L’essentiel à retenir
Le choix entre gérant et président pour diriger une SPFPL découle directement de la forme juridique retenue. Une SPFPL en SARL impose un gérant, le plus souvent majoritaire, relevant du régime des travailleurs non-salariés et de l’article 62 du CGI. Une SPFPL en SAS impose un président, assimilé-salarié au régime général, traité comme un salarié classique pour sa rémunération.
Pour les chirurgiens-dentistes et médecins libéraux, la SPFPL est très majoritairement un véhicule patrimonial dont le dirigeant ne se rémunère pas ou peu. La logique de remontée de dividendes en régime mère-fille prime sur la rémunération de gérance. Le bon arbitrage dépend de la forme de la SEL d’exercice détenue, du nombre d’associés et de l’horizon de transmission projeté.
Ce que vous devez retenir avant de poursuivre la lecture :
- Gérant SPFPL SARL = travailleur non-salarié, cotisations TNS de 40 à 45 % du revenu net
- Président SPFPL SAS = assimilé-salarié au régime général, charges 65 à 80 % du brut
- Article 62 du CGI applicable au gérant majoritaire de SARL soumise à l’IS
- Le dirigeant d’une SPFPL médicale est obligatoirement praticien inscrit à l’Ordre
- Le levier principal d’une SPFPL reste le dividende mère-fille, pas la rémunération de gérance
- Cabinet 100 % santé : nous arbitrons cohérence forme SPFPL et forme SEL d’exercice
Le choix gérant ou président découle de la forme de la SPFPL
La question du dirigeant d’une SPFPL n’est jamais une question isolée. Elle découle directement de la forme juridique retenue pour la holding : SARL, SAS ou SCA. Le titre du dirigeant, son régime social, la fiscalité de sa rémunération et les modalités de prise de décision dépendent tous de cette première bascule. C’est pour cela que parler de la gouvernance avant d’avoir tranché la forme reviendrait à mettre la charrue avant les bœufs.
Dans la pratique des cabinets dentaires et médicaux que nous accompagnons, deux formes dominent largement. La SARL accueille un gérant, statutaire ou non, le plus souvent praticien associé majoritaire. La SAS accueille un président, organe obligatoire prévu par le Code de commerce. Les autres formes (SCA, SA) restent marginales en raison de leur lourdeur de fonctionnement et du seuil de 37 000 € pour la SA. Ce sont donc les bonnes questions, posées au bon moment, qui orientent la décision : quelle souplesse statutaire ? quel régime social pour le dirigeant ? quelle mécanique de remontée de dividendes depuis la SELARL ou la SELAS d’exercice ?
Le conseil d’expert
Avant d’arbitrer entre gérant et président, posez d’abord la question de la forme : SARL si vous cherchez la stabilité des statuts et la cohérence avec une SELARL d’exercice, SAS si vous voulez de la souplesse statutaire et anticiper l’entrée d’autres associés professionnels.

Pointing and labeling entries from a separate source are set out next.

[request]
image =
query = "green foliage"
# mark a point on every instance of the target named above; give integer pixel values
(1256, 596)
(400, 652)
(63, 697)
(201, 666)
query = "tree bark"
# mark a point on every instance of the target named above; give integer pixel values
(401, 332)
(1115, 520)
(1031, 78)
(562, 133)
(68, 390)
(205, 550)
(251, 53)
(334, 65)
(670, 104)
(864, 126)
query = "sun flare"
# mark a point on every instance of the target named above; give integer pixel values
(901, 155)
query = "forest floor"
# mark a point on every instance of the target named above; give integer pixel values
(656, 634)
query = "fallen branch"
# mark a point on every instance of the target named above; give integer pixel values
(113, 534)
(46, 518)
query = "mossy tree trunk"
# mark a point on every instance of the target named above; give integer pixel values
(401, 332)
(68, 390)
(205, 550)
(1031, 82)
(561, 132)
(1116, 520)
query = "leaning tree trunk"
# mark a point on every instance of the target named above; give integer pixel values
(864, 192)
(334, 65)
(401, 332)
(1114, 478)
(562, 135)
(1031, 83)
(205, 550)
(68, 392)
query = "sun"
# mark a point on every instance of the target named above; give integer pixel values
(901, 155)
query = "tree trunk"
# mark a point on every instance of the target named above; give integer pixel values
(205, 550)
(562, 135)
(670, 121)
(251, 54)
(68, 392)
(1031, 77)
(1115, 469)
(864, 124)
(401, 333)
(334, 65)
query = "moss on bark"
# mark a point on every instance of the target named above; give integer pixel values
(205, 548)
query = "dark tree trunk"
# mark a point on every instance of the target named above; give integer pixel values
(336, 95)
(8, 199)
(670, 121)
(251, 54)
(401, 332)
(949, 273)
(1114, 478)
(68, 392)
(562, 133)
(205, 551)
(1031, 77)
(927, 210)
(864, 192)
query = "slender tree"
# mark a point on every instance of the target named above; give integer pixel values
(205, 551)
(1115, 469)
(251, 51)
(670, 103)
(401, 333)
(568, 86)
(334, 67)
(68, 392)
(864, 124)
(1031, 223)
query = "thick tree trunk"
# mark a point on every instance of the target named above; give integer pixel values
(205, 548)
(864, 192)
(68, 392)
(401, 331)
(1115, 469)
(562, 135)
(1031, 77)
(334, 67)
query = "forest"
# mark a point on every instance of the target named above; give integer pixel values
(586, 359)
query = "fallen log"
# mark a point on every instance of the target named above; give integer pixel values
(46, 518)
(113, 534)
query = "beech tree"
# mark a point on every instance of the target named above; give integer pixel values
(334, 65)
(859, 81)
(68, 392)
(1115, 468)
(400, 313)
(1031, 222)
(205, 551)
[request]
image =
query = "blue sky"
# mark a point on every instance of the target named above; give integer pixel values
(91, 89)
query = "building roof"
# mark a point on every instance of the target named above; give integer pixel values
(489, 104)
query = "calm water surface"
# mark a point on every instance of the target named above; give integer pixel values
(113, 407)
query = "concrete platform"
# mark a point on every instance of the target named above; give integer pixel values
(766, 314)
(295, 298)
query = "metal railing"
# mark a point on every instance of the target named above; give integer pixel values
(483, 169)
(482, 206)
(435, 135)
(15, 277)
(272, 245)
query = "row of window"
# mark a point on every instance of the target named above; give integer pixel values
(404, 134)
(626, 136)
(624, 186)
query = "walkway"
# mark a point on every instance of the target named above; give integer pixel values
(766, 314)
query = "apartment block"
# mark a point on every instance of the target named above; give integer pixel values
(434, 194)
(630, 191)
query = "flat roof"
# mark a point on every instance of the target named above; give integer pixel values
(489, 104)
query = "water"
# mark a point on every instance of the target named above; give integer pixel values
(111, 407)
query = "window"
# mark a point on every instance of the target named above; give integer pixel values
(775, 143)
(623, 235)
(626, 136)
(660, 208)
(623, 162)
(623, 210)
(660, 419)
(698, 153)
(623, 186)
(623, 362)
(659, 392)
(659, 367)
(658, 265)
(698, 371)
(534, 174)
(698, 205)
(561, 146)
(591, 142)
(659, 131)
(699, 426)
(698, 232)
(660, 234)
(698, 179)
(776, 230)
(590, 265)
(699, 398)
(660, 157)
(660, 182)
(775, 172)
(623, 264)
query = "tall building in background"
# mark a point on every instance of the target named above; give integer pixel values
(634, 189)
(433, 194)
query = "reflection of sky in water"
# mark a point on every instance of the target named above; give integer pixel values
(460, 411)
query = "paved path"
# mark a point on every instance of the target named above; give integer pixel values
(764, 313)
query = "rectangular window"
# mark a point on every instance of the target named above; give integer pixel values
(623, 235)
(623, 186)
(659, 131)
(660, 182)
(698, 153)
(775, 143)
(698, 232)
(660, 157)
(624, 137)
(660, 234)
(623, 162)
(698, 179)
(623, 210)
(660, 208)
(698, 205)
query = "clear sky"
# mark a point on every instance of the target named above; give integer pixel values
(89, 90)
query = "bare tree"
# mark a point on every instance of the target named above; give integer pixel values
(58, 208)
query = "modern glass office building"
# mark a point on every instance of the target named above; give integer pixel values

— Marjorie Gonzalez, expert-comptable Contomed
Régime social : TNS contre assimilé-salarié, le vrai clivage
Le gérant majoritaire d’une SPFPL constituée en SARL relève du régime des travailleurs non-salariés. Il cotise auprès de l’URSSAF, de la CARMF ou de la CARCDSF selon sa profession d’exercice principale, et de la SSI pour la part hors retraite professionnelle. Les taux de cotisations TNS pour un dirigeant non-praticien tournent autour de 40 à 45 % du revenu net déclaré, avec un effet plancher minimum si la rémunération est faible. Pour les praticiens déjà affiliés à leur caisse autonome au titre de leur activité libérale en SEL d’exercice, le mandat de gérant SPFPL est rarement source de cotisations supplémentaires substantielles, à condition que la rémunération SPFPL reste cohérente avec le rôle effectivement exercé.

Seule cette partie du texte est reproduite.